Cour d’appel de Douai, le 29 septembre 2011, n°11/06449
La Cour d’appel de Douai, par ordonnance du 29 septembre 2011, a prononcé la jonction de deux procédures d’appel. Ces dernières, enregistrées sous les numéros 11/06449 et 11/06448, concernaient la même décision rendue en première instance. Un appelant contestait cette décision tandis que l’intimée était défaillante. Le magistrat chargé de la mise en état, saisi de ces deux voies d’appel parallèles, a ordonné leur jonction au sein d’une seule instance. La question se posait de savoir dans quelles conditions une juridiction d’appel pouvait joindre deux procédures distinctes mais liées. L’ordonnance retient la connexité entre les affaires et applique les articles 766 et 910 du code de procédure civile. Elle ordonne la jonction sur le fondement de cette connexité et conserve le numéro de la procédure la plus ancienne. Cette solution appelle une analyse de son fondement juridique puis une appréciation de sa portée procédurale.
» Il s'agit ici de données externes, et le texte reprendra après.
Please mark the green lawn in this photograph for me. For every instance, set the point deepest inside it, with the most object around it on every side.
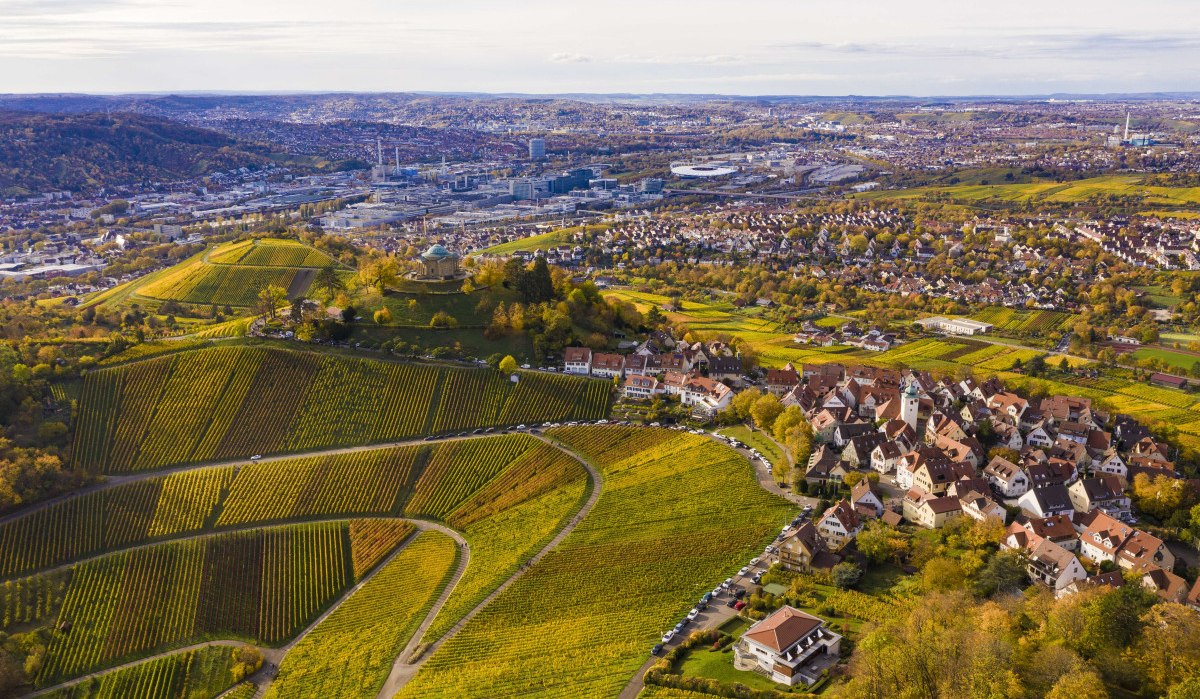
(719, 665)
(541, 242)
(757, 440)
(1180, 360)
La jonction prononcée trouve son fondement dans une appréciation souveraine de la connexité. Le magistrat constate que les deux appels “concernent la même décision”. Cette identité d’objet crée un lien évident entre les procédures. La connexité est ainsi établie au sens de l’article 766 du code de procédure civile. Ce texte autorise la jonction de causes connexes devant la même juridiction. L’ordonnance applique également l’article 910 relatif à la procédure devant la cour d’appel. Le magistrat use ici du pouvoir d’administration de l’instance qui lui est conféré. La décision illustre le principe d’économie procédurale. Elle évite en effet des examens séparés d’un même litige. La solution prévient aussi les risques de divergences entre deux chambres. L’office du juge est ainsi mis en avant pour garantir une bonne administration de la justice.
La portée de cette ordonnance réside dans une rationalisation de l’instance d’appel. La jonction opère une fusion des deux procédures en une seule. L’ordonnance précise que l’on “conservera” le numéro de la procédure la plus ancienne. Cette précision assure la continuité de la mise en état. Elle simplifie la gestion du dossier par la juridiction. Cette pratique est courante en matière de jonction. Elle respecte le principe de célérité de la justice. La décision présente un caractère de bon sens procédural. Elle ne soulève pas de difficulté juridique particulière. Son intérêt réside dans son application concrète des textes. La jonction permet une instruction commune et un débat contradictoire unique. Elle garantit enfin l’égalité des armes entre les parties.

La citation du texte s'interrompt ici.